ワーグナー「納得のいく交代だね。フュルクルクはゴール前で存在感を出せるFWだ。ロングボールを収められるし、ラストパスの受け手として重要になる。それにサネは違いを生み出せる選手。1対1でチャンスを作ってくれる。まだ試合は20分ある」
ワーグナーは冷静に「年齢は関係ない」
直後の73分、ザネの見事なスルーパスからムシアラがゴール前にフリーで抜け出す。この試合最高の決定機。だが右足から放たれたシュートはGKが右手でセーブ。ゴール左にはフリーで走りこんでいたフュルクルクがいたため、解説のワーグナーが思わず感情的なコメントを放つ。
ワーグナー「申し訳ない。だが、あそこはパスをしないと! いいシーンだったのは間違いない。この調子で攻め込んでほしい」
実況のシュミットは「ムシアラがまだ19歳で初めてのW杯ということも考慮しないと」とサポートのコメントをするが、ワーグナーは「何歳だったとしてもあのシーンではパスをしなければならない。年齢は関係ない。おそらく(フュルクルクが)見えなかったのだろうけど」とぴしゃり。

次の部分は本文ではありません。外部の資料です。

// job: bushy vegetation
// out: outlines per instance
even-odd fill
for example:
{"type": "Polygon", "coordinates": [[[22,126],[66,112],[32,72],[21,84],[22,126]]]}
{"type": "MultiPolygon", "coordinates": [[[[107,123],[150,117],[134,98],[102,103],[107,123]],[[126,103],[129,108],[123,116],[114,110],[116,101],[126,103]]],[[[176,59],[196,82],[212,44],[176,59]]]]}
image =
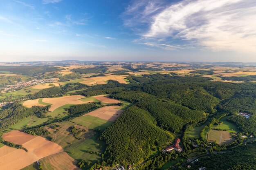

そんなムシアラがシュミットとワーグナーを絶叫させたシーンが83分だ。スペインのビルドアップに対してプレスをかけるとクロスターマンがパスカット。ボールを受けたサネが中に持ち込み、スペースへ走りこんだムシアラへスルーパス。ボールをコントロールして抜けようとしたその先に、ドイツの9番がいた。